Two More for the Glossary: The Remnant & Agent Provocateur

Agent Provocateur
An agent provocateur (French for “inciting agent”) is a person who commits, or who acts to entice another person to commit an illegal or rash act or falsely implicate them in partaking in an illegal act. An agent provocateur may be acting out of his own sense of duty or may be employed by the police or other entity to discredit or harm another group (e.g. a peaceful protest or demonstration) by provoking them to commit a crime – thus, undermining the protest or demonstration as a whole.
The Remnant
In the short, sublime 1935 work Our Enemy the State, Albert Jay Nock quotes Jose Ortega y Gasset on where the path we are on will inevitably lead us:

…society will have to live for the State, man for the governmental machine. And as after all it is only a machine whose existence and maintenance depend on the vital support around it, the State, after sucking out the very marrow of society, will be left bloodless, a skeleton, dead with that rusty death of machinery, more gruesome than the death of a living organism. Such was the lamentable fate of ancient civilization.

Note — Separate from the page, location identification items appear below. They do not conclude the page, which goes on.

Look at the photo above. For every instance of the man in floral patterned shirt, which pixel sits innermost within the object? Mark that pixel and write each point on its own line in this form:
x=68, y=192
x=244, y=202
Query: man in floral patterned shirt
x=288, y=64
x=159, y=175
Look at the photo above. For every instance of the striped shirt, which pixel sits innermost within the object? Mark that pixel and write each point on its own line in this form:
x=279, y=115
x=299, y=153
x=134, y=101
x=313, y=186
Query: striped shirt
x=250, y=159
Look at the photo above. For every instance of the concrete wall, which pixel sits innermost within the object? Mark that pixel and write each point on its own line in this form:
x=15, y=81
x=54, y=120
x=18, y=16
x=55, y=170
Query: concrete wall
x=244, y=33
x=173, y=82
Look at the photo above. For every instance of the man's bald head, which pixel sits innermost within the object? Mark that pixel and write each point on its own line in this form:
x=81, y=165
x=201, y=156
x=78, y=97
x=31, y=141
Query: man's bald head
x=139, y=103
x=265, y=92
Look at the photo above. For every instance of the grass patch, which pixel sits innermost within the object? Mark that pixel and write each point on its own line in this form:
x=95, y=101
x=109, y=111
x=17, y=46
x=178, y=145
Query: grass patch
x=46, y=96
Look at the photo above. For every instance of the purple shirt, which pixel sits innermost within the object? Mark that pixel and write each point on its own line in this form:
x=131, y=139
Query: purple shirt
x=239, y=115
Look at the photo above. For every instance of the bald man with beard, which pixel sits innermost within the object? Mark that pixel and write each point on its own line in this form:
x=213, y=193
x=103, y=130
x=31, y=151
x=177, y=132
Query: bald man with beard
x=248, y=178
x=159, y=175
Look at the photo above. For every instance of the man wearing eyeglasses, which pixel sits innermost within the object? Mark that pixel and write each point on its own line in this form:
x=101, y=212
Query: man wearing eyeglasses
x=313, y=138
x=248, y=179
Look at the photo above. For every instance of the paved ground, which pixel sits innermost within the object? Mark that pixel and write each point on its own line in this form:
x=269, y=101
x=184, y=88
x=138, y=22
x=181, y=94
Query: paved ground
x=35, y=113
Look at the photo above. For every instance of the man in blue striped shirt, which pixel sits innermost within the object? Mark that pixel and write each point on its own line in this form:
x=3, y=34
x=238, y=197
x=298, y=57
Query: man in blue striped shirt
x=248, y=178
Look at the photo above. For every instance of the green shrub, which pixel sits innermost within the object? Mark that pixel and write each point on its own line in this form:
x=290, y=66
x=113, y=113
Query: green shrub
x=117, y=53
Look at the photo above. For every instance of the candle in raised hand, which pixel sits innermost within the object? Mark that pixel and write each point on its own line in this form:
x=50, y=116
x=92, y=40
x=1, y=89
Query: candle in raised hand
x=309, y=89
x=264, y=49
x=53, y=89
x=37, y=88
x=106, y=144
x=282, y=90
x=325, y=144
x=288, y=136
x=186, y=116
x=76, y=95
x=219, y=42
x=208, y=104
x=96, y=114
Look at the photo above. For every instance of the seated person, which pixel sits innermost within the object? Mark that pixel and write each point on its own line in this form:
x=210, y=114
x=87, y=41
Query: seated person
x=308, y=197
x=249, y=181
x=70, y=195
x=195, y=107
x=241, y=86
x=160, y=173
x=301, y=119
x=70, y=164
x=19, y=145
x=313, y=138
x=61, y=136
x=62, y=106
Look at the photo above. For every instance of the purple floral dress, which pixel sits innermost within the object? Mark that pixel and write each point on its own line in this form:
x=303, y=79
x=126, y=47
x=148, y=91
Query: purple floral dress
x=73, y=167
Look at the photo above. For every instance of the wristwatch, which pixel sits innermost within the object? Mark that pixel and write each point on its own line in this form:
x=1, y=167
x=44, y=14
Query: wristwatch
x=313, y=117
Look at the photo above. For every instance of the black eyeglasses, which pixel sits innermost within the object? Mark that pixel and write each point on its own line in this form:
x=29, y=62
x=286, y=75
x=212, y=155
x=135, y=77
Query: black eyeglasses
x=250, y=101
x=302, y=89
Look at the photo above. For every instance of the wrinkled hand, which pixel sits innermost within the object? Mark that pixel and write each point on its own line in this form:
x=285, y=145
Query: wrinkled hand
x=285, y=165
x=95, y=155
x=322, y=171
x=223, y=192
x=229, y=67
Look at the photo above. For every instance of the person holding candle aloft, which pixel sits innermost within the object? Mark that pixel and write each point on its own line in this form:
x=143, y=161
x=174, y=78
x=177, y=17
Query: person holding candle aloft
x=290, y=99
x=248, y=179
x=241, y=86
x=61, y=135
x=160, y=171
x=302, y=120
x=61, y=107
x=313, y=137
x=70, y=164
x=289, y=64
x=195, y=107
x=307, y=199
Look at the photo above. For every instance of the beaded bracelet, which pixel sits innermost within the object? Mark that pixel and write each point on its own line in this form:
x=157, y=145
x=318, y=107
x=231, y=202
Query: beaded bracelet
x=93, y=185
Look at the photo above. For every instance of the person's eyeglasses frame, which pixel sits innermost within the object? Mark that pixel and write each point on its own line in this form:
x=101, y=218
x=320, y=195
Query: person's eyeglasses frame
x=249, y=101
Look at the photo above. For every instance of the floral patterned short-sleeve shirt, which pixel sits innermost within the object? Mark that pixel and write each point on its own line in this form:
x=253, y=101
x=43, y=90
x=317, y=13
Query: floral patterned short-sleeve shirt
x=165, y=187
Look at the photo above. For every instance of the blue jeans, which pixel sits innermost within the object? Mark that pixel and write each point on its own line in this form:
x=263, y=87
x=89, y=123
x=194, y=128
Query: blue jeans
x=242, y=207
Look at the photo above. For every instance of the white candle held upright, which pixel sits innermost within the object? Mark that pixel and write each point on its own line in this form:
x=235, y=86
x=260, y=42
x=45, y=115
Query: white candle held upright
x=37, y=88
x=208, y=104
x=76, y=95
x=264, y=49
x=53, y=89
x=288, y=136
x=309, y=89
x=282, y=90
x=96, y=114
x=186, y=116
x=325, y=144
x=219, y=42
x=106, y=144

But even with this future ahead of us, Nock recognizes that there is always a small segment of society, “the remnant,” whom he describes as follows:

…in every civilization, however generally prosaic, however addicted to the short-time point of view on human affairs, there are always certain alien spirits who, while outwardly conforming to the requirements of the civilization around them, still keep a disinterested regard for the plain intelligible law of things, irrespective of any practical end.

I would add only that in addition to keeping a “disinterested regard for the plain intelligible law of things,” the remnant must keep this law known and available for when it is needed for the foundation of a new society–perhaps, at last, a free and just one.